A review of the personnel file for facility driver Employee E7 indicated a hire date of 1/2/19. There was no documentation indicating the completion of a two-step TB test.

A review of the personnel file for social services Employee E8 indicated a hire date of 3/4/19. There was no documentation indicating the completion of a two-step TB test.

A review of the personnel file for nurse aid Employee E11 indicated a hire date of 2/2/19. There was no documentation indicating the completion of a two-step TB test.

During an interview on 5/2/19, at 10:42 a.m. the Director of Nursing (DON) confirmed that the facility does not have an exception (approval to utilize an alternate tuberculin test) for the completion of TB tests.

During an interview on 5/2/19, at 10:12 a.m. the Human Resources Supervisor Employee E5 confirmed that the facility failed to screen Employee E7, E8, and E11 with a two-step TB test prior to employment.


 Plan of Correction - To be completed: 06/11/2019

1. The facility will screen New Hires with a two step TB test prior to employment. The facility will complete a two step TB screening for Employees E7, E8 and E11.
2. A house audit will be completed of new hires in the past 30 days to validate a two step TB screen was completed prior to employment by the Director of Human Resources/designee.
3. The Nursing Home Administrator/designee will re-educate the Human Resource Director on the requirements of completing a two step TB screen prior to New Hires starting employment.
4. The Nursing Home Administrator/designee will complete an audit weekly times 4 weeks to validate new hires have a completed two step TB screen before beginning employment. The results of these audits will be reported to the monthly Quality Assurance and Performance Improvement Committee for review and frequency of audits.
§ 211.12(i) LICENSURE Nursing services.:State only Deficiency.
(i) A minimum number of general nursing care hours shall be provided for each 24-hour period. The total number of hours of general nursing care provided in each 24-hour period shall, when totaled for the entire facility, be a minimum of 2.7 hours of direct resident care for each resident.
Observations:
Based on review of nursing time schedules and staff interviews, it was determined that the facility failed to provide the minimum number of general nursing hours for each resident in a 24-hour period on two of 21 days (4/28/19, and 4/30/19).

Findings include:

Nursing time schedules for the weeks of 9/2/18, 1/6/19, and 4/28/19, indicated that the facility failed to maintain 2.7 hours of general nursing care per person per day (PPD) in a 24-hour period as required on the following dates:

4/28/19: 2.40 PPD
4/30/19: 2.54 PPD

During an interview on 5/3/19, at 8:50 a.m. the Director of Nursing confirmed that the facility failed to meet the nursing hour requirements for these days.
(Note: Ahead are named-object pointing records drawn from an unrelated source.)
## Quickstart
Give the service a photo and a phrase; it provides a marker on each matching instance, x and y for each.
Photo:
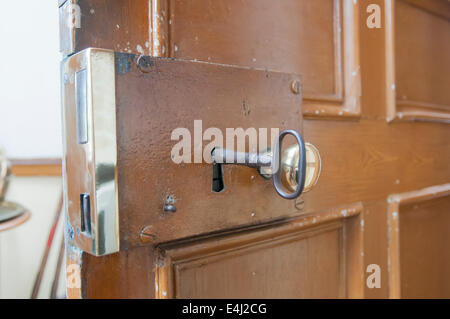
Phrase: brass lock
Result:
(289, 167)
(297, 171)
 Plan of Correction - To be completed: 06/11/2019

1. The facility will maintain the minimum 2.7 hours direct nursing care for each resident as required.
2. The facility will monitor nursing hours daily with staffing meeting and by RN Supervisor and Managers on duty on the weekends to validate maintaining at least the minimum required 2.7 hours for each resident.
3. Director of Nursing/designee will educate Department Managers and RN Supervisor on calculating and maintaining required 2.7 Nursing hours, and notifying Nursing Home Administrator and/or Director of Nursing if hours are not being maintained due to call offs or change in census.
4. Director of Nursing/designee will complete an audit three time a week for four weeks to validate facility is meeting required daily minimum hours of 2.7. The results of these audits will be reported to the monthly Quality Assurance and Performance Improvement Committee for review and frequency of audits.